I’ve spoken a bit about how it’s been rather difficult working a 9-5. I love my job, of course, but I kind of screwed myself over by spending four straight years traveling. I have this irresistible instinct to leave, but I can’t just up and go. Thankfully, I do have a trip to Japan planned for November and the planning for it keeps me occupied. I’ll be going starting in Tokyo, doing a day trip to Fukushima (yikes) then heading to Kyoto, Osaka, and back to Tokyo.
It’s hard because it’s not for another six months, but I have a couple weekend trips planned to keep me at bay until then. I’m going to Rosarito, Mexico, for Memorial Day weekend; Catalina Island, off the coast of SoCal; and to San Francisco to visit a friend in October.

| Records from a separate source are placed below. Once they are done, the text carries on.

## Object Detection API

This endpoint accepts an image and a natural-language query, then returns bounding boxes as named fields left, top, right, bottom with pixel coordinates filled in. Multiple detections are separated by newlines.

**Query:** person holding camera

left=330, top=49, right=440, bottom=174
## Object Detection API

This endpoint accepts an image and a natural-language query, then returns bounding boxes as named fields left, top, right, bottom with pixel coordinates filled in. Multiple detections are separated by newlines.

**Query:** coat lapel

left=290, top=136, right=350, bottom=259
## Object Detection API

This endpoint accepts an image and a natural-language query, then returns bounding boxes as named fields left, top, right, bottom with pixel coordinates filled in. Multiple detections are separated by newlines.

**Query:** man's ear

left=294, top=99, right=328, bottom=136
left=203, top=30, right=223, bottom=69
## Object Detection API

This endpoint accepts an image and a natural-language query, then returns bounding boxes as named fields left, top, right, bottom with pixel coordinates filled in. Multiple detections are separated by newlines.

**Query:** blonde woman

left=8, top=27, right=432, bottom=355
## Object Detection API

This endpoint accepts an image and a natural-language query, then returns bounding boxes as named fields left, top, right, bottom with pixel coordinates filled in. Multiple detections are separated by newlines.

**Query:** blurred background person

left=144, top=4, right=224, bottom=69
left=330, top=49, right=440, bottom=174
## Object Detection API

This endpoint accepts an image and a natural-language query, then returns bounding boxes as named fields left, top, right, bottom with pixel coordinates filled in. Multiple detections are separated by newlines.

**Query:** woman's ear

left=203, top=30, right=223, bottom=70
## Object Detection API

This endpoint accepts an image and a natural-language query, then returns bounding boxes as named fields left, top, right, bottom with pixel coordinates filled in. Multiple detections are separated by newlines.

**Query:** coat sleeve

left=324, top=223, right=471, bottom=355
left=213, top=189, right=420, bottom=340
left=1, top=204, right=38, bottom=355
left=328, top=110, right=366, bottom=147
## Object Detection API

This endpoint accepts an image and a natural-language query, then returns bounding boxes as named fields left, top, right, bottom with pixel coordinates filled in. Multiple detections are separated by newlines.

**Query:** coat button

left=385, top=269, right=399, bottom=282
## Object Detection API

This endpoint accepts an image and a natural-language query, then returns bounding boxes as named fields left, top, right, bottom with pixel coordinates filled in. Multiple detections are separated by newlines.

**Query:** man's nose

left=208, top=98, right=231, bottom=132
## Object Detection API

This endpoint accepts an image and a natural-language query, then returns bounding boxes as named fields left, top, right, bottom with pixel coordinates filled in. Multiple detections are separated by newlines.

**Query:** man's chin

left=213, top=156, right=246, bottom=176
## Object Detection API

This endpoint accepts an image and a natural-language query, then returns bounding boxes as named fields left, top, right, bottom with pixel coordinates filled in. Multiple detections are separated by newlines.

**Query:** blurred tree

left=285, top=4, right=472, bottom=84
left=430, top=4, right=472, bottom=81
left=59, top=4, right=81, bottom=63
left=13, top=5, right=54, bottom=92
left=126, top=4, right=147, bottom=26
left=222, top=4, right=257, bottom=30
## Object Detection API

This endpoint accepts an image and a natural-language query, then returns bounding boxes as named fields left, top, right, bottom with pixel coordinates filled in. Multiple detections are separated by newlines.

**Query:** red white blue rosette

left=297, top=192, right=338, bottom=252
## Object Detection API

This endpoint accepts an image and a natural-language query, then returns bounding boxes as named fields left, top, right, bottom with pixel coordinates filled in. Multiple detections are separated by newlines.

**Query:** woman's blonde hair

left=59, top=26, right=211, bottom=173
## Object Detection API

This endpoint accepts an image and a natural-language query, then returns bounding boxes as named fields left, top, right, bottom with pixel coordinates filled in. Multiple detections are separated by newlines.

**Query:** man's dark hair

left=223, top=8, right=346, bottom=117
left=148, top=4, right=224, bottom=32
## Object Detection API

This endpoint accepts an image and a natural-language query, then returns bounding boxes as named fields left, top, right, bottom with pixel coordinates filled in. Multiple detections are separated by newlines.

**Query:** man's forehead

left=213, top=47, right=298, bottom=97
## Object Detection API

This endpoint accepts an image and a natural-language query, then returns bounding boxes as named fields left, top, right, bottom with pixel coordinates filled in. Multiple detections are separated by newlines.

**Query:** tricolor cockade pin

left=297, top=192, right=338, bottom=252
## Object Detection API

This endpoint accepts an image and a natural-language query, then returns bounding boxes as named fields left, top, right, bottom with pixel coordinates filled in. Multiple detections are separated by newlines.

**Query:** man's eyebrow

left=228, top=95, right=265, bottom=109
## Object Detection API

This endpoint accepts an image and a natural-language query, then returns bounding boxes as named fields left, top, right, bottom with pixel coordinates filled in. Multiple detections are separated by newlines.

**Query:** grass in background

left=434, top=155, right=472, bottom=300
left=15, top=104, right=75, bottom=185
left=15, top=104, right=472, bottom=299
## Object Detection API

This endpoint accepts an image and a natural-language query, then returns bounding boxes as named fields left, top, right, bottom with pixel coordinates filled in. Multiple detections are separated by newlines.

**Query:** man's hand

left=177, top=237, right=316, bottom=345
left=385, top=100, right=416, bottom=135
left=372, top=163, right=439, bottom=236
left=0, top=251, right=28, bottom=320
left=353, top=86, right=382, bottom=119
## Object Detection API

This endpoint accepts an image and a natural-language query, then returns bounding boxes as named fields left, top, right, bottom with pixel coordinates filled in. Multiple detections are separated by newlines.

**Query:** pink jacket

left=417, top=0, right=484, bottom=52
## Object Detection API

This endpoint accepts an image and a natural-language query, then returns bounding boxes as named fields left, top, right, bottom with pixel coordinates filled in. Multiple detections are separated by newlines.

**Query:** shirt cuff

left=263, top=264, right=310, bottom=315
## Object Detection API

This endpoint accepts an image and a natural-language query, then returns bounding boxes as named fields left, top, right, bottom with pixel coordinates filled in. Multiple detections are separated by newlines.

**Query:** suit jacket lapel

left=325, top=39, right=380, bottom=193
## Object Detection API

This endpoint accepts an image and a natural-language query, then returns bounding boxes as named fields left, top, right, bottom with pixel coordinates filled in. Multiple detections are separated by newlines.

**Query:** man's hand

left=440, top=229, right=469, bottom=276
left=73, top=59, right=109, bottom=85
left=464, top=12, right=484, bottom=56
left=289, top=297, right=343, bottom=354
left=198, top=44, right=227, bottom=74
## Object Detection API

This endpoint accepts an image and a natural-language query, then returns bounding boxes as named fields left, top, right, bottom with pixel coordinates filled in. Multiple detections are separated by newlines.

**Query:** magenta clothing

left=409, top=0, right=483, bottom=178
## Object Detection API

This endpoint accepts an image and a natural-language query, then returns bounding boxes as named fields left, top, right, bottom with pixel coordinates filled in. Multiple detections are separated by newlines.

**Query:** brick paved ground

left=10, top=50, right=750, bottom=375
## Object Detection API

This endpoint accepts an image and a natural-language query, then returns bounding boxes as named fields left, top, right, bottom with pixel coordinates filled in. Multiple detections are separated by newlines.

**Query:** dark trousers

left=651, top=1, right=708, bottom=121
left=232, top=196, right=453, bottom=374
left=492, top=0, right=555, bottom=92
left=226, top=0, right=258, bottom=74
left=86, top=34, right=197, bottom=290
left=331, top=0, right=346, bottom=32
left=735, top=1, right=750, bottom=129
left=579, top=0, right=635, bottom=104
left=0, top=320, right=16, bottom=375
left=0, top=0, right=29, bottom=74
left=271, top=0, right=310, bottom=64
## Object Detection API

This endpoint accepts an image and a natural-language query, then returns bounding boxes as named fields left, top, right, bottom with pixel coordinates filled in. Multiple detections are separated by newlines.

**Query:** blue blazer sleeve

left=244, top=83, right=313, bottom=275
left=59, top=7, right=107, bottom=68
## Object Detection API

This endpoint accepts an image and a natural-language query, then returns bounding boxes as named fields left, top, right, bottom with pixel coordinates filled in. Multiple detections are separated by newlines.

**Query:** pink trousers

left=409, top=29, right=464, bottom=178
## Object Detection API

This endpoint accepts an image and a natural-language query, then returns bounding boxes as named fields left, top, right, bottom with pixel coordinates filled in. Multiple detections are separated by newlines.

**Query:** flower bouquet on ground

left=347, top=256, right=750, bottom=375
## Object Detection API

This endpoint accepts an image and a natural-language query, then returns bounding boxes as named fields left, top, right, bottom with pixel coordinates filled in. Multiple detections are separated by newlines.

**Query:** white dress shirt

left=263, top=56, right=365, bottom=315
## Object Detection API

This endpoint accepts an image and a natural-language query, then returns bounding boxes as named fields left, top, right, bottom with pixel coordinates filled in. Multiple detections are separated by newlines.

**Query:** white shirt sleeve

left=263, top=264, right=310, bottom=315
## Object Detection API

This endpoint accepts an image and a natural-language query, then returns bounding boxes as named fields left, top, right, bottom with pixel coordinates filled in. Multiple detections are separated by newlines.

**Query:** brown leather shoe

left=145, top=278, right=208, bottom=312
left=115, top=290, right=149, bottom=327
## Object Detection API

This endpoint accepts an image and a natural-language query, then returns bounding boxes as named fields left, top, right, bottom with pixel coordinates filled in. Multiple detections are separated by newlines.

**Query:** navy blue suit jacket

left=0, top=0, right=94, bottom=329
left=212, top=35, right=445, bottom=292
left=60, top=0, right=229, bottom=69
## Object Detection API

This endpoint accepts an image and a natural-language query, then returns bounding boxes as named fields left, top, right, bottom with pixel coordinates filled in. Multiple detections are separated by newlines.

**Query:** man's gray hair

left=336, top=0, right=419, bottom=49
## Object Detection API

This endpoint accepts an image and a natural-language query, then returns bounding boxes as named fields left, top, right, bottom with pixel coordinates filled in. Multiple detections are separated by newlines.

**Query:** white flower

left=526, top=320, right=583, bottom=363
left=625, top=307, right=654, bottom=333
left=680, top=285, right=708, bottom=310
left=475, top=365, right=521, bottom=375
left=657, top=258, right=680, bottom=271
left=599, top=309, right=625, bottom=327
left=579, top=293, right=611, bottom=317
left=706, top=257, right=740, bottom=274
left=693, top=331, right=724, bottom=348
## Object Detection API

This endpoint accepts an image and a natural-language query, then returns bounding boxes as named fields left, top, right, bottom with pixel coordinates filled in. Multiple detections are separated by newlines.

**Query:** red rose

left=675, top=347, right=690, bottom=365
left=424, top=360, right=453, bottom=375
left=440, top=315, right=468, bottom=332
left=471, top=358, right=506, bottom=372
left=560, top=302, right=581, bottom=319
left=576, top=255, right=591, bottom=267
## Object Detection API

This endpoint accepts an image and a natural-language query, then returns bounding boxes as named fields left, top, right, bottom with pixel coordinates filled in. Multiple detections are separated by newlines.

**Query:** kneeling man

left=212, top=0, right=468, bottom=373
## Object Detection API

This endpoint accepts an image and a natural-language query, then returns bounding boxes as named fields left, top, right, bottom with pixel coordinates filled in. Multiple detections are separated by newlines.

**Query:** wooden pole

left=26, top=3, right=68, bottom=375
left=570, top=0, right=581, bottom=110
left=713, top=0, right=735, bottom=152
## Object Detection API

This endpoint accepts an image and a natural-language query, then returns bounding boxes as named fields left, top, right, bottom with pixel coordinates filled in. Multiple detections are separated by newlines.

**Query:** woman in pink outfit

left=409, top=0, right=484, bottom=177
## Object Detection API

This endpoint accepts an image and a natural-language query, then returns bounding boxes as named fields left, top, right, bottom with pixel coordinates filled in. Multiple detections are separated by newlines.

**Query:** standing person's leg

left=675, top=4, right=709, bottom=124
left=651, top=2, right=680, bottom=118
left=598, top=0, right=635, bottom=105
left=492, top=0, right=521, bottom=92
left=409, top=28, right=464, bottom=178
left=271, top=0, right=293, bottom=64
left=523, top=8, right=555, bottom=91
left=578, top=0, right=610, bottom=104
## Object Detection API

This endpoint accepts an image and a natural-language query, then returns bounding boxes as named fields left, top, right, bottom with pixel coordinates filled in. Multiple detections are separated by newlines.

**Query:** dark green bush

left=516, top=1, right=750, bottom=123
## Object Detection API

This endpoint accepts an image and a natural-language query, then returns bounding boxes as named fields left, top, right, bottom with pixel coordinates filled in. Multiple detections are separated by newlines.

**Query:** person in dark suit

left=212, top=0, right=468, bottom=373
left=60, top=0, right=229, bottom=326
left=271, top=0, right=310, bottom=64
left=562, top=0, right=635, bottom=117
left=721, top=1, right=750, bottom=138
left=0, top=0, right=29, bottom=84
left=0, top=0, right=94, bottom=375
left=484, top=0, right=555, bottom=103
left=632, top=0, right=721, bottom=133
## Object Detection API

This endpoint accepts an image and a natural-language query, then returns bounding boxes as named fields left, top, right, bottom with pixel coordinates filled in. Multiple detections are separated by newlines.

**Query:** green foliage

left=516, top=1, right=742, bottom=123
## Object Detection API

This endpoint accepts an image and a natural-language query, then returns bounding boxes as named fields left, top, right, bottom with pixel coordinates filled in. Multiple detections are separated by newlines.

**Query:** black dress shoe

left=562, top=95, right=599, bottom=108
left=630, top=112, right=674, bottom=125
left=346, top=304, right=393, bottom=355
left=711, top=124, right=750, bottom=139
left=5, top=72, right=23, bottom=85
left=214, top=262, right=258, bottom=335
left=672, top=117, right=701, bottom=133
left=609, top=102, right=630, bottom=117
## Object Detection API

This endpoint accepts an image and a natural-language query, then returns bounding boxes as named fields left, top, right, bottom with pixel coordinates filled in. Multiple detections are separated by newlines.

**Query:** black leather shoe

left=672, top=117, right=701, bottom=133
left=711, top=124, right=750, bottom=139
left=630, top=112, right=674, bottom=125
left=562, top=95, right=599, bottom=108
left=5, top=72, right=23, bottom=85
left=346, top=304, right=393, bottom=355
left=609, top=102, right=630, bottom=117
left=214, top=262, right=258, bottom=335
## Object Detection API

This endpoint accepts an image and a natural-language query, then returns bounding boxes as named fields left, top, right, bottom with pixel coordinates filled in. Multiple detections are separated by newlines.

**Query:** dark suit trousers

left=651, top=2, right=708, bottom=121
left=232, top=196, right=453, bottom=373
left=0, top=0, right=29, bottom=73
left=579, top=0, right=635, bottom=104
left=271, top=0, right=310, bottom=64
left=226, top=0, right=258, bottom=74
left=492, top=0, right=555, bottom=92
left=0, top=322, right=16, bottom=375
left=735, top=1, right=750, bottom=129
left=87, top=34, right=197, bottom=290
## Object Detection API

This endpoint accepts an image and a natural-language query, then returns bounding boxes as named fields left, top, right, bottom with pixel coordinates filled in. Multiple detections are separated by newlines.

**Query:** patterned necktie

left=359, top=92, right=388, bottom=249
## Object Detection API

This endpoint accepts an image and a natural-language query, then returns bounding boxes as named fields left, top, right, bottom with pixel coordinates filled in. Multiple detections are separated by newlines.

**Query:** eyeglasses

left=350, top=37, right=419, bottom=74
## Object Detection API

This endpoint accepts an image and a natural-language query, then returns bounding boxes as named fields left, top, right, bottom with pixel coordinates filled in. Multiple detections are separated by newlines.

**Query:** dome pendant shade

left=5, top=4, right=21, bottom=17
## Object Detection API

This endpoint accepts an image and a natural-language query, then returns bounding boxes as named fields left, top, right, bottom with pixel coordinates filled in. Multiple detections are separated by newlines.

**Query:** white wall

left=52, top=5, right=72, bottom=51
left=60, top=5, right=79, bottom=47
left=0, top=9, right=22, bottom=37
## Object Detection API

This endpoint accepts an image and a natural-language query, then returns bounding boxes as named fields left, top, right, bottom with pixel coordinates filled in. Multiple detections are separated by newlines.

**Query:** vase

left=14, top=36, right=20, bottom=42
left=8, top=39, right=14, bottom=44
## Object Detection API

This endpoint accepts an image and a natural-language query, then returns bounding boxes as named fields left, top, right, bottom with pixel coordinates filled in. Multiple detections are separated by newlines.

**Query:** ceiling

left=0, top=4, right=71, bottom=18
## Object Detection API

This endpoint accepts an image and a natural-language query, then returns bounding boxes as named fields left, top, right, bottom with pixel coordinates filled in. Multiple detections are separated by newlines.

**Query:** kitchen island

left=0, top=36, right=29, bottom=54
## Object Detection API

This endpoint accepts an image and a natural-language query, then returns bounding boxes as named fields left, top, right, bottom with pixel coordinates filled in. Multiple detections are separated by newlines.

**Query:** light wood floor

Other than those small trips, there is something else I do that helps me keep my mind out of the notorious 9-5 mind-numbing mentality. I write about some of my favorite travel experiences. Today, I’m going to tell you about the time I went camping in the Austrian Alps, to a small lake called Faaker See.
In July of 2017, I studied German at the University of Vienna. During that time, I roomed with some friends, four Austrian boys, in a penthouse apartment just outside the city. They were phenomenal hosts. They took me to parties, hosted barbecues, introduced me to their friends, and took me on weekend trips to Budapest, their hometowns, and the Austrian Alps.
At 8 am on a Saturday morning in mid-July, we packed into Lukas’s father’s small four-door and drove about four hours to Faaker See. First, we stopped at a store in the town just outside the lake, Carinthia. We bought all the necessities for the weekend camping trip and then set out on the final stretch.
When we got to Faaker See, we spent the first 30 minutes or so paying for our camping lot and setting up the tent. Then we walked 2 minutes down to see the lake.
I’m not exaggerating when I say that my heart stopped when I first saw the lake. It was one of the single most stunning sights that I’d ever beheld. The lake was a perfect, low basin of crystal blue water. The hills surrounding the lake were dotted with quintessential Austrian cottages and a jolly red train chugged along some unseen tracks. Some edges of the lake were dotted with lily pads and tall sea grass. Others with small row boats and forgotten toys.
Wooden docks jutted into the sea and kids with swimming noodles were jumping off it, screaming with joy. People on canoes and small boats sailed by.
I have a huge fear of the ocean which almost entirely stems from the 75 episodes of Shark Week that I’ve watched. But Faaker See was salt water, of course, and I was able to swim without any fear. I floated on my back, staring up at the cloudless blue sky, and thought about how lucky I was. I thought about how genuinely happy I was in that moment.
In the middle of the lake was a small island with a house on it, and my friends and I challenged ourselves to swim there. It was a bit exhausting but enjoyable none the less. Just before the shore of the lake, there was a little stretch of sand. People were playing soccer, playing catch, or tanning on wooden benches. It was so wholesome.
That night, there was a lightning storm, and my friends and I huddled in our tent, drinking whiskey and joking around. Every so often, one of the boys would go outside to smoke a cigarette and we all eventually fell asleep to the loud booming and snaps of the storm.
We spent two days there and headed back Sunday evening. I remember making a promise to myself that I would come back some day. I didn’t take any photos of my experience, which is very uncharacteristic of me. But I was able to find a few photos on the internet, which I hope can show you a bit of what I experienced.
If it weren’t for my friends, I would’ve never been to Faaker See. For that, I am truly grateful. To be honest, that might be my single favorite aspect of traveling; exploring random places with locals and new friends that I had never heard of. I love that. I miss that.